We are aware of overlap between the groups and the difficulty that arises with a biomarker that is potentially diagnostic when the concentration is low. Our study was not powered to determine the diagnostic accuracy of urinary nitrate, and that coupled with the small number of patients with pRIFLE-I likely explains the high steps on the ROC curve in Figure 2. Our study was not designed to collect and bank extra blood specimens for plasma AKI biomarkers, and thus we could not attempt correlations between plasma NOx and urinary NOx. Plasma NOx would have enabled us to determine the fractional excretion of urinary NO metabolites, potentially a more informative parameter. Ongoing studies will address all the above issues.

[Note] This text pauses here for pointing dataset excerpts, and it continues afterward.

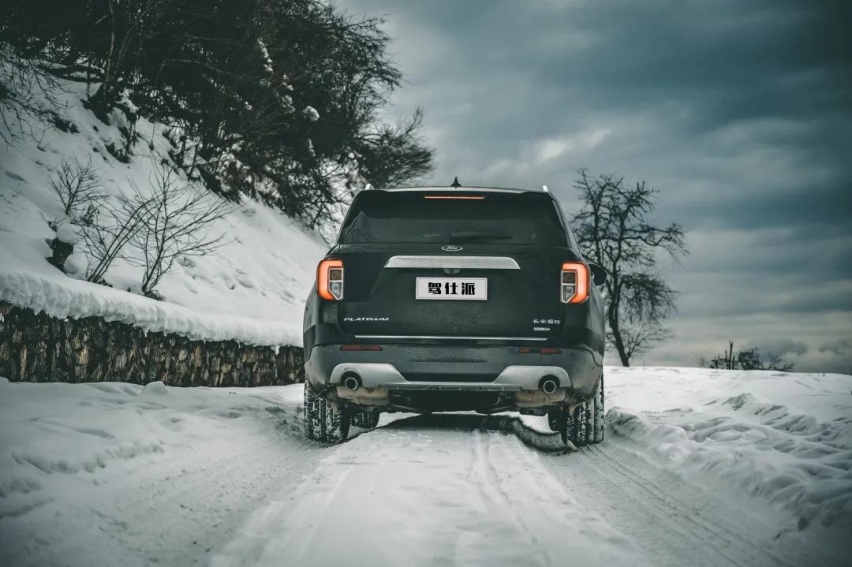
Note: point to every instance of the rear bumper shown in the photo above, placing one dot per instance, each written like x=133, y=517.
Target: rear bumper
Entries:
x=411, y=368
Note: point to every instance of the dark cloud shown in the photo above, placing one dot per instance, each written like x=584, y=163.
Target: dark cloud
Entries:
x=739, y=113
x=780, y=347
x=840, y=347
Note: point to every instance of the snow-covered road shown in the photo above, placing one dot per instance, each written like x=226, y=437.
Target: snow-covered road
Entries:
x=112, y=474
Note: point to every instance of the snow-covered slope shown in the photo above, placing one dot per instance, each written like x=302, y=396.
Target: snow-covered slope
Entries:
x=700, y=467
x=252, y=289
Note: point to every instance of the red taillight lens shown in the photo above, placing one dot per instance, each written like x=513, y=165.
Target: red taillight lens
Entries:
x=330, y=279
x=574, y=283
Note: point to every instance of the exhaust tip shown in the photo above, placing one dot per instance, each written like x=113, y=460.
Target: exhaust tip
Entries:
x=352, y=381
x=549, y=384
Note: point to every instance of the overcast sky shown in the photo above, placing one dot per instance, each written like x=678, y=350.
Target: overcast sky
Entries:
x=738, y=112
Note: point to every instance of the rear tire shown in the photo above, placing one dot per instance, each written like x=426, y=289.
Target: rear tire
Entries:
x=323, y=420
x=598, y=414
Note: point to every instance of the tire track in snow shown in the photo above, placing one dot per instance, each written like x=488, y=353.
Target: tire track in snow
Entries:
x=680, y=523
x=437, y=493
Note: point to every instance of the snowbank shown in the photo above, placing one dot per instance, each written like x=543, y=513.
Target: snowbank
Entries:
x=785, y=438
x=96, y=474
x=251, y=290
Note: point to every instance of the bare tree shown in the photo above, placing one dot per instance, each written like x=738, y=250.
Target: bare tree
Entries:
x=746, y=359
x=79, y=190
x=174, y=224
x=613, y=231
x=21, y=80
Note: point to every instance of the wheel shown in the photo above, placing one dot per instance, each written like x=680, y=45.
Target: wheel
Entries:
x=553, y=419
x=598, y=414
x=563, y=424
x=579, y=423
x=323, y=420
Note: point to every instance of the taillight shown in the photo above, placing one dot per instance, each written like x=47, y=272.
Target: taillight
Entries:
x=574, y=286
x=330, y=279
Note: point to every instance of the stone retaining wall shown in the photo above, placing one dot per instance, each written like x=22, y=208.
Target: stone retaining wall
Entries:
x=35, y=347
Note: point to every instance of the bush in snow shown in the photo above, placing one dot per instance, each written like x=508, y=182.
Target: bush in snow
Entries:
x=174, y=223
x=79, y=190
x=108, y=234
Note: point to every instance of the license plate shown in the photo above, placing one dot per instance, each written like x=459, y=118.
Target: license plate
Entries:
x=469, y=289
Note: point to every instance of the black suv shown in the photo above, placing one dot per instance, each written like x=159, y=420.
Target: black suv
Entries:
x=454, y=299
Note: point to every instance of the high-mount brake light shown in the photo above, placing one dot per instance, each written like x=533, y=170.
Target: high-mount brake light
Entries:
x=574, y=283
x=353, y=348
x=539, y=350
x=456, y=197
x=330, y=279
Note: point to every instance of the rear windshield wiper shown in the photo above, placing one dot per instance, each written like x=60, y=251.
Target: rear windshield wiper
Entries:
x=472, y=235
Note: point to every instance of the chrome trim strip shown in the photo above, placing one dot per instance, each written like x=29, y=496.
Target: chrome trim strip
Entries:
x=511, y=379
x=454, y=262
x=428, y=337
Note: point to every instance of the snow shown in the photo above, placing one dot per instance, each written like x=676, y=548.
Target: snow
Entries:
x=699, y=467
x=251, y=290
x=786, y=438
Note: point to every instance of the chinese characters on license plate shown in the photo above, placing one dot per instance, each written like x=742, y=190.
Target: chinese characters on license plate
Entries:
x=471, y=289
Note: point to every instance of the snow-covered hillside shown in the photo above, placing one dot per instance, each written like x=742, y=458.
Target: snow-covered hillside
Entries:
x=252, y=289
x=700, y=467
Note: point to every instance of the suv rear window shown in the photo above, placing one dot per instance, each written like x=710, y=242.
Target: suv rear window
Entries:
x=423, y=217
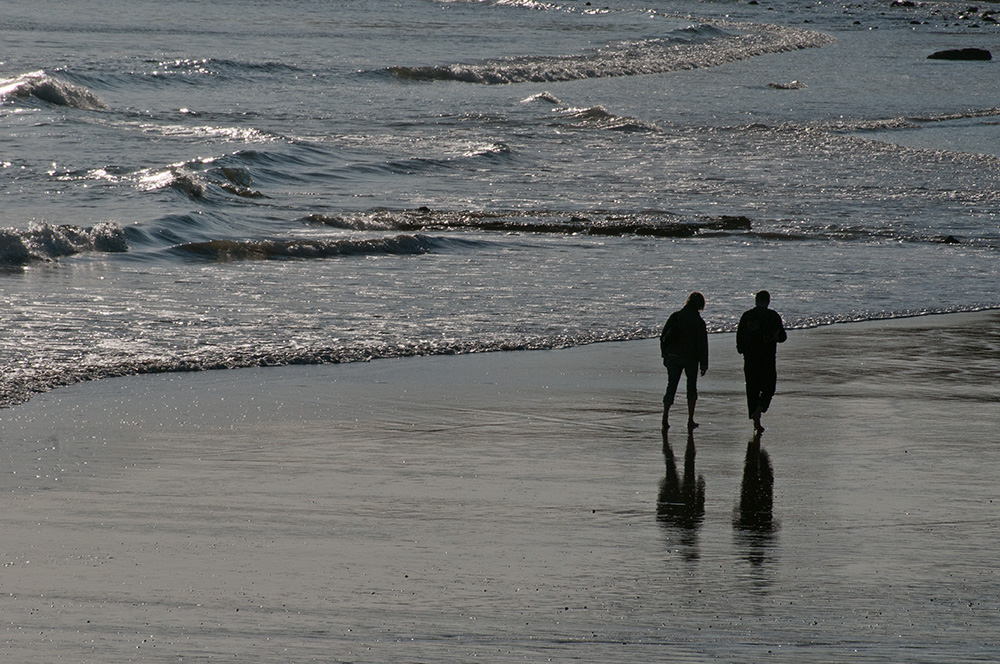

In conclusion, our study indicates that in the pediatric ED, decreased urinary nitrate, as a proxy for NO, may be an early biomarker for acute AKI. Given the low prevalence of AKI in our patient group in the ED, it is not prudent to speculate that in all the AKI detected there was an ischemic component given the association with low urinary nitrate. Prospective cohort studies with larger numbers and of more severely ill AKI patients will be required to truly ascertain if urinary nitrate levels obtained in the ED setting can serve well to predict important in-patient clinical outcomes. These studies will enable us to (1) control for potential confounders such as dietary NOx and (2) obtain plasma NOx to determine correlations with urinary NOx in pediatric AKI. Finally, additional work is required to determine whether diminished urinary nitrate in AKI is truly indicative of renal endothelial dysfunction.